Sunil Gavaskar defends IPL amidst claims of league proving disruptive to the international calendar
Sunil Gavaskar reacted to the growing criticism of the IPL among the western block, led by England and Australia.
Sunil Gavaskar went after cricket's oldest powerhouses England and Australia for claiming the Indian Premier League (IPL) as a key contributor to the disruption caused to the international game. The batting legend disagreed with the growing voices in the two countries against India's premier domestic T20 competition.
The criticism of the IPL is back amongst experts in Australia and England after multiple of the league's owners also bought teams in the new T20 leagues set to be launched in South Africa, UAE and the USA.
That being a threat to the two countries' own white-ball leagues - the Big Bash League (BBL) and The Hundred - is also a potential disaster for the international game, which is long facing the challenge of sustainability of each of its formats and the imminent talent exodus to these leagues.
With IPL being the pioneer of T20 leagues, the tournament, which is set for further expansion and will take more space in the calendar, is under scrutiny again, with prominent voices in England and Australia calling out the issue.
Sunil Gavaskar, though, stood firm in defence of the world's biggest T20 competition and requested India's English and Aussie counterparts to instead focus on their priorities and interests.
"Look after your interests but don’t interfere in ours" - Sunil Gavaskar
Giving his thoughts on the ongoing debate around world cricket, with IPL being the centre of the discussion once more, Sunil Gavaskar suggested to those worried about the future of international cricket in England and Australia to focus on their priorities.
"...By all means, look after your cricket interests but hey please don’t interfere in ours and tell us what to do. We will look after our interests and do it better than what you tell us to do," he wrote in his column for Sportstar.
"It’s been amusing to read that the Indian Premier League is once again seen as a disruptor of the cricketing calendar of other international teams. The moment the news about the South African T20 league and the UAE T20 league came out, the ‘old powers’ started squirming and got their apologists to have a go at the IPL," he added.

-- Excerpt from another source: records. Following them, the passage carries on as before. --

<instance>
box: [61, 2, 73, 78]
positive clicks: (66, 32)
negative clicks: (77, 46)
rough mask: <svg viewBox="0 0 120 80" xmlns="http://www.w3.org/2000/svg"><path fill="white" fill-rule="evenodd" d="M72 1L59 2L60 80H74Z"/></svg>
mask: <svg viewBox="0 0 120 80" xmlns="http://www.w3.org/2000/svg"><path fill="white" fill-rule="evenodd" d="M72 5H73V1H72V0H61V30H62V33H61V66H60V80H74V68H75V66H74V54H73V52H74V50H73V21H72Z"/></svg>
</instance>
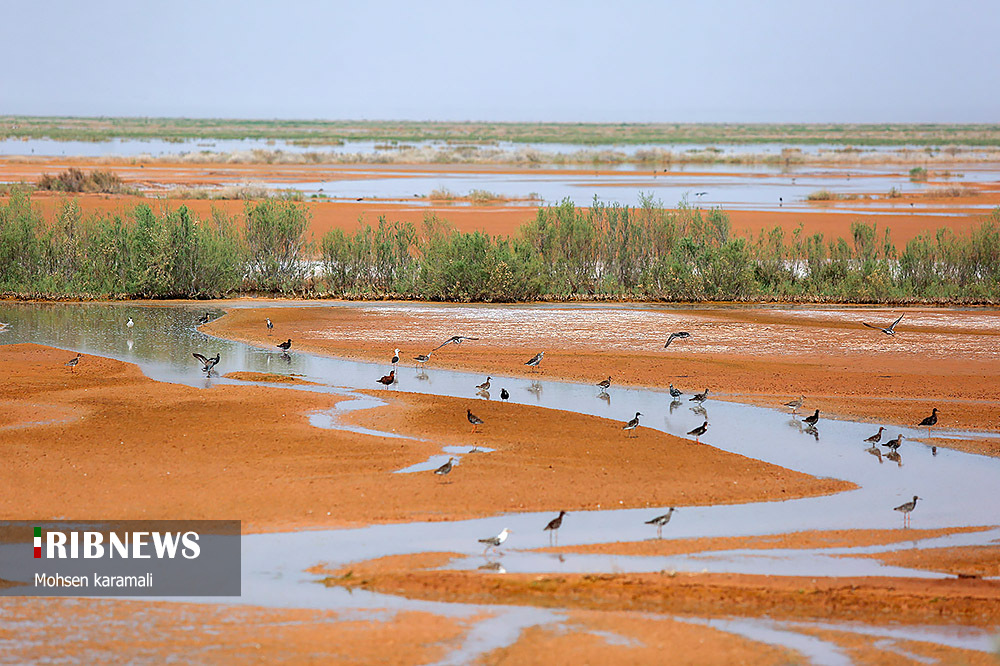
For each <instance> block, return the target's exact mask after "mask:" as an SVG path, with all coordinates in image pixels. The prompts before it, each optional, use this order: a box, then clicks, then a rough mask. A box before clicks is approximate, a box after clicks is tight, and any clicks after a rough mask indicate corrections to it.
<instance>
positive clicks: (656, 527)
mask: <svg viewBox="0 0 1000 666" xmlns="http://www.w3.org/2000/svg"><path fill="white" fill-rule="evenodd" d="M674 511H676V509H675V508H674V507H670V510H669V511H667V512H666V513H665V514H663V515H662V516H657V517H656V518H653V519H652V520H647V521H646V524H647V525H656V537H657V538H661V537H662V536H663V526H664V525H666V524H667V523H669V522H670V517H671V516H673V515H674Z"/></svg>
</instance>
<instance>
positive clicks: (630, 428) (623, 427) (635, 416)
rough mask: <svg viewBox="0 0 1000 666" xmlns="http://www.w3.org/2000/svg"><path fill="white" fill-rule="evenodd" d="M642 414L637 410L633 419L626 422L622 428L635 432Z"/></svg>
mask: <svg viewBox="0 0 1000 666" xmlns="http://www.w3.org/2000/svg"><path fill="white" fill-rule="evenodd" d="M640 416H642V414H641V413H639V412H636V413H635V416H634V417H633V418H632V420H631V421H629V422H628V423H626V424H625V426H624V427H623V428H622V430H624V431H626V432H628V431H633V432H634V431H635V429H636V428H638V427H639V417H640Z"/></svg>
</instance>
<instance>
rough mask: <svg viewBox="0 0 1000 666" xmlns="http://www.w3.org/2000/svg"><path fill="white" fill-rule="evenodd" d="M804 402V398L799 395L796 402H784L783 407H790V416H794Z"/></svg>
mask: <svg viewBox="0 0 1000 666" xmlns="http://www.w3.org/2000/svg"><path fill="white" fill-rule="evenodd" d="M805 401H806V397H805V396H804V395H800V396H799V398H798V400H791V401H789V402H786V403H785V407H791V408H792V414H794V413H795V412H797V411H799V407H801V406H802V405H803V403H805Z"/></svg>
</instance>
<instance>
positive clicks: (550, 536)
mask: <svg viewBox="0 0 1000 666" xmlns="http://www.w3.org/2000/svg"><path fill="white" fill-rule="evenodd" d="M565 515H566V512H565V511H560V512H559V515H558V516H556V517H555V518H553V519H552V520H550V521H549V524H548V525H546V526H545V527H544V528H543V529H542V531H543V532H548V533H549V540H550V541H551V540H552V537H553V536H554V537H556V538H557V539H558V538H559V528H560V527H562V517H563V516H565Z"/></svg>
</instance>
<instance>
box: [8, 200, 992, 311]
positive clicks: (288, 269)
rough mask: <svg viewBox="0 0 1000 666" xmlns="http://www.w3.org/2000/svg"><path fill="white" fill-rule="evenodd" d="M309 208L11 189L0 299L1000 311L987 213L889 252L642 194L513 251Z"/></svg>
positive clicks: (867, 230) (883, 243)
mask: <svg viewBox="0 0 1000 666" xmlns="http://www.w3.org/2000/svg"><path fill="white" fill-rule="evenodd" d="M308 228H309V212H308V208H307V207H306V206H304V205H301V204H299V203H297V202H294V201H283V200H279V199H266V200H262V201H253V202H251V201H247V202H245V204H244V208H243V212H242V213H241V214H240V215H238V216H230V215H227V214H225V213H222V212H220V211H218V210H214V211H213V212H212V214H211V215H210V216H209V217H207V218H199V217H198V216H197V215H195V214H194V213H193V212H192V211H191V210H190V209H188V208H187V207H186V206H183V205H182V206H180V207H178V208H174V209H171V208H169V207H167V206H166V205H164V206H162V207H161V208H160V209H159V210H154V209H153V208H152V207H150V206H149V205H146V204H139V205H136V206H134V207H131V208H127V209H125V210H123V211H118V212H115V213H108V212H104V213H98V214H93V215H89V216H88V215H84V214H83V212H82V210H81V208H80V206H79V205H78V204H77V203H76V202H74V201H72V200H71V201H67V202H66V203H65V204H64V206H63V207H62V209H61V210H59V211H58V212H57V213H56V214H55V215H54V216H53V217H52V218H51V219H45V218H43V216H42V215H41V213H39V212H38V210H37V209H35V208H34V207H33V206H32V205H31V197H30V193H28V192H22V191H20V190H16V189H15V190H13V191H12V192H11V194H10V196H9V197H8V198H7V200H6V202H0V291H3V292H5V293H8V294H14V295H21V296H24V295H30V296H39V297H42V296H65V295H72V296H102V297H112V298H127V297H143V298H161V297H187V298H204V297H217V296H226V295H233V294H238V293H243V292H248V291H262V292H269V293H295V294H299V295H310V296H340V297H350V298H386V297H396V298H409V299H423V300H444V301H460V302H464V301H481V302H515V301H532V300H567V299H602V300H647V301H656V300H665V301H667V300H671V301H761V300H763V301H773V300H778V301H792V302H822V301H829V302H857V303H891V302H918V301H922V302H944V303H946V302H953V301H963V302H986V303H995V302H998V301H1000V208H998V209H996V210H994V211H993V212H992V213H991V214H990V215H989V216H988V217H986V218H985V219H984V220H983V222H982V223H981V224H980V225H979V226H978V227H975V228H973V229H971V230H970V231H968V232H967V233H961V234H956V233H955V232H953V231H951V230H949V229H946V228H945V229H939V230H938V231H937V232H935V233H933V234H924V235H921V236H919V237H917V238H915V239H913V240H911V241H910V242H909V243H907V244H906V246H905V248H904V249H903V250H902V251H899V250H897V248H896V247H895V245H894V244H893V242H892V238H891V235H890V232H889V230H888V229H886V228H881V227H879V226H877V225H876V224H867V223H863V222H855V223H854V224H852V225H851V234H850V236H849V237H848V238H830V239H828V238H826V237H824V235H823V234H818V233H817V234H811V235H810V234H806V233H805V232H804V231H803V229H802V227H801V226H800V227H799V228H798V229H795V230H793V231H792V232H791V233H788V232H786V231H785V230H783V229H781V228H780V227H775V228H773V229H770V230H765V231H762V232H761V233H760V234H758V235H751V236H738V235H734V234H733V233H732V228H731V224H730V221H729V217H728V215H727V214H726V213H725V211H723V210H721V209H718V208H715V209H709V210H701V209H697V208H691V207H689V206H686V205H681V206H680V207H678V208H677V209H667V208H664V207H663V205H662V204H661V203H660V202H658V201H654V200H653V199H652V198H651V197H649V196H642V197H641V205H639V206H636V207H628V206H620V205H617V204H615V205H609V204H603V203H601V202H600V201H597V200H596V199H595V201H594V202H593V203H592V205H591V206H589V207H587V208H578V207H576V206H574V205H573V203H572V202H571V201H568V200H567V201H564V202H562V203H561V204H559V205H554V206H543V207H540V208H538V210H537V212H536V215H535V218H534V219H533V220H531V221H530V222H528V223H527V224H525V225H524V226H523V227H522V228H521V229H520V230H519V231H518V232H517V233H515V234H513V235H511V236H497V235H491V234H485V233H483V232H479V231H474V232H462V231H458V230H457V229H455V228H454V227H453V226H452V225H451V224H449V223H448V222H447V220H444V219H442V218H439V217H437V216H436V215H433V214H428V215H427V216H426V217H425V218H424V221H423V223H422V224H421V225H419V226H418V225H414V224H411V223H408V222H399V221H392V220H389V219H387V218H384V217H381V218H379V220H378V224H377V225H375V226H372V225H369V224H362V225H361V226H360V227H359V228H358V229H356V230H354V231H351V232H347V231H344V230H341V229H336V230H333V231H330V232H328V233H327V234H325V235H324V236H323V238H322V239H321V240H320V242H319V244H318V245H315V246H314V244H313V243H312V240H311V238H310V237H309V235H308Z"/></svg>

For Gavaskar, the real bone of contention for England and Australia is the potential clash on star attraction their leagues may face from those set to mushroom in South Africa and UAE, both backed by IPL corporate giants and both set for launch in a similar window coming January.
"The England & Wales Cricket Board has created a window for its showpiece event The Hundred when the England team don’t play any international matches."
"The Australians, too, have scheduled their Big Bash when their contracted players will be available to play. But it’s worrying them that the UAE and the South African T20 leagues are scheduled around the same time and there’s the danger of some of their players opting to play there instead of the Big Bash," Sunil Gavaskar added.